If you have ever looked at Pinterest, Craigslist or Etsy for furniture, household items or clothing, you know that it's easy to get lost in the pages marked "vintage" or "shabby chic." Ever wonder where all the “before” items come from? A safe bet would be one of your local thrift stores.
It wasn't too long ago that thrift stores (a/k/a second hand stores) had a bad rap. They were known as dirty, smelly places with items that you would not want to touch with your bare hands, much less take into your home. Maybe you knew them just as Goodwill or the Salvation Army, but in today's world of recycling, reusing and re-purposing, the thrift store has taken its place as the alternative retail shopping experience.
Today's thrift stores are mostly run by churches, hospital groups, community organizations and even animal shelters, with profits being funneled back into the community to help with food banks, women's shelters, animal care and scholarships. And the profits are large, since all of the items come from donations and the stores are run primarily by volunteers.
Of the many reasons to shop at thrift stores, the first, of course, would be price. But exactly how much can you save?
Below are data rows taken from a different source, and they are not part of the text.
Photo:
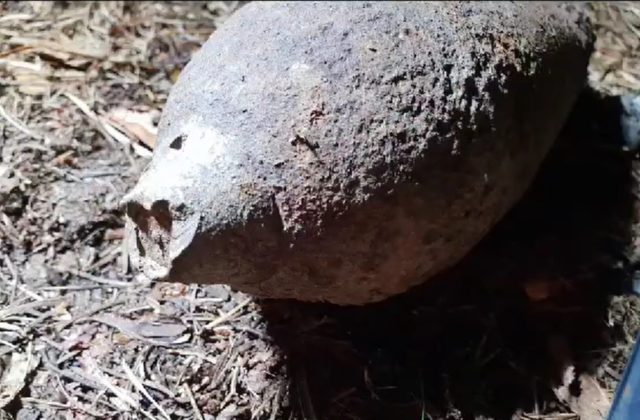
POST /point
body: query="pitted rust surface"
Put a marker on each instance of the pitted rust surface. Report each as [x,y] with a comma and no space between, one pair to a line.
[346,151]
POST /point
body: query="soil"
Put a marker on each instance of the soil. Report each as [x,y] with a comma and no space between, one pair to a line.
[545,298]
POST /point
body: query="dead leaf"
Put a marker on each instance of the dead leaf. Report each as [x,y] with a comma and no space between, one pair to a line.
[160,332]
[136,124]
[15,375]
[114,234]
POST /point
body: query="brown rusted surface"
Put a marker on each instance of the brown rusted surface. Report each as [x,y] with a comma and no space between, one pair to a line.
[345,152]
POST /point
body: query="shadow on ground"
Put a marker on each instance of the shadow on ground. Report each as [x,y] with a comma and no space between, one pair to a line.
[488,337]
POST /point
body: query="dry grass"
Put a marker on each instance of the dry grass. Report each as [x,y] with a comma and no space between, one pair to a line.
[615,65]
[83,84]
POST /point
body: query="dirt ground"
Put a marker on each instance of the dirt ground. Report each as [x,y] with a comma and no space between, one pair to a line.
[537,323]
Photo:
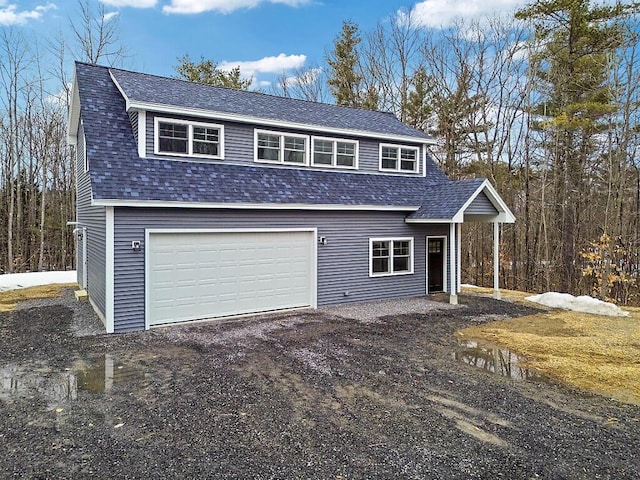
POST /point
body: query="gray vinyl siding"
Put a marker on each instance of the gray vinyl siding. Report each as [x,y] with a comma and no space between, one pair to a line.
[133,116]
[93,219]
[343,263]
[239,144]
[481,205]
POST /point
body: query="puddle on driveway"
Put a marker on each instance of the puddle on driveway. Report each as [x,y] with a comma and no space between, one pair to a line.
[494,358]
[97,375]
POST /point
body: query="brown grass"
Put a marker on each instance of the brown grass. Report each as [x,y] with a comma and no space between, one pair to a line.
[591,352]
[9,300]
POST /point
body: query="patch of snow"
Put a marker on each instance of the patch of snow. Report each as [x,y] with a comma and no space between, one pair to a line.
[583,303]
[13,281]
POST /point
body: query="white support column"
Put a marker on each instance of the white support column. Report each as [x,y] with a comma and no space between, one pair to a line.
[496,260]
[453,255]
[459,259]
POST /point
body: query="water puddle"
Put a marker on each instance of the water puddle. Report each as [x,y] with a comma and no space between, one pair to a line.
[97,375]
[494,358]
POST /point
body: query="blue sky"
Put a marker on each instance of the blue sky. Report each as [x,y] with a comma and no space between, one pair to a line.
[264,37]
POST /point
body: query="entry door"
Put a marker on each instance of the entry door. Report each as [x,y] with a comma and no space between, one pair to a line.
[435,252]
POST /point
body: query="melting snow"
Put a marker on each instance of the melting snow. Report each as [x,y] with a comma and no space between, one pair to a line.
[13,281]
[582,303]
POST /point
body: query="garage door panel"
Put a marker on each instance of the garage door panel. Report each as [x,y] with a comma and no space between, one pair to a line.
[207,275]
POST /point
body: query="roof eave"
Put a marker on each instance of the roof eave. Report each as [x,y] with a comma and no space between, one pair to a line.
[233,117]
[74,113]
[114,202]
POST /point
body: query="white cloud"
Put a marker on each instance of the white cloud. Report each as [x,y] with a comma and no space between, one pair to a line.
[9,14]
[109,16]
[442,13]
[222,6]
[131,3]
[266,65]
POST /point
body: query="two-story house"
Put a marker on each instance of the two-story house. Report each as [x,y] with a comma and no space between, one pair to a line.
[198,202]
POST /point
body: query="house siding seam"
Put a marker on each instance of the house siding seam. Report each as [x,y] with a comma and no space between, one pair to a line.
[343,264]
[93,219]
[238,145]
[481,205]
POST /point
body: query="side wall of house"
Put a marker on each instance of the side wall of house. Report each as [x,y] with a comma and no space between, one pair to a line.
[343,263]
[92,220]
[239,144]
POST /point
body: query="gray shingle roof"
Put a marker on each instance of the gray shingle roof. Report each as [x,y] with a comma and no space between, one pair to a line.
[141,87]
[118,173]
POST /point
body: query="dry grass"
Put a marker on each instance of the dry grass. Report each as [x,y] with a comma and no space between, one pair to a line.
[9,300]
[591,352]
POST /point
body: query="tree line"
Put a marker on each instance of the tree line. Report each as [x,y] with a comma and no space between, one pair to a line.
[544,104]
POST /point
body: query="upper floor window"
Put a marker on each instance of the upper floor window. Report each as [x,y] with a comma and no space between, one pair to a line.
[398,158]
[287,148]
[184,138]
[334,153]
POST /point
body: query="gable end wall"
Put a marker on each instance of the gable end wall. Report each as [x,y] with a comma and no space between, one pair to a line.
[93,219]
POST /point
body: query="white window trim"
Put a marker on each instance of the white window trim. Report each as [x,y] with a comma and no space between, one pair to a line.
[399,147]
[335,156]
[281,135]
[190,124]
[391,239]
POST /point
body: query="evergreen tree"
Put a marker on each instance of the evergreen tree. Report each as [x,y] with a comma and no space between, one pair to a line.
[345,79]
[208,72]
[571,73]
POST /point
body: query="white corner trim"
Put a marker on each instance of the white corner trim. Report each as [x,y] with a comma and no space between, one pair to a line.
[142,133]
[109,270]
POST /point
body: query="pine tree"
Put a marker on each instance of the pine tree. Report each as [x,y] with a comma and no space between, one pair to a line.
[345,79]
[571,70]
[208,72]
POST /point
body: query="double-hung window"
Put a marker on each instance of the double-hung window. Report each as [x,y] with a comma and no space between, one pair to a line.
[390,256]
[184,138]
[398,158]
[286,148]
[334,152]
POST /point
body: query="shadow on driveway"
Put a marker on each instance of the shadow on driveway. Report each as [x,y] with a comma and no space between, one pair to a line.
[367,391]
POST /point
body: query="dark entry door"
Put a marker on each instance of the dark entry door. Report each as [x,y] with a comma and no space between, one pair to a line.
[436,263]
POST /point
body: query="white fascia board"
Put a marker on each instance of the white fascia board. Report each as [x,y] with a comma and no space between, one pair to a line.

The answer is going to depend on the area in which the shop is located.
A shop in an urban area frequented by young bargain-conscious consumers will find it can charge more than stores in sparsely populated areas. But our survey of shops around the country has found clothing, household items, books, linens, baby and children's toys cost a fraction of what you would pay in the department or discount store – usually 10 to 20 cents on the dollar.
Where else could you find wine glasses for 50 cents or hardback books for $1.00? My wife, a lifetime thrift store shopper, recently found a “gently used” Armani jacket for $10 that immediately attended an art exhibit, a cocktail party and a Christmas event with no one the wiser.
Anyone raising children knows how quickly they grow out of clothing and accessories, many times only using an item once or twice. Many times a quick spin in your washing machine will make that “almost new” sleeper actually good as new.
Consumer test lab
A thrift store can also be a consumer test lab when it comes to previewing an appliance or product. If you were thinking about shelling out $19.95 for that "as seen on TV" wonder, check out how many are now sitting on the thrift store shelf for a $1.00 in the kitchen section. They either didn’t work or just took up too much space in someone’s kitchen.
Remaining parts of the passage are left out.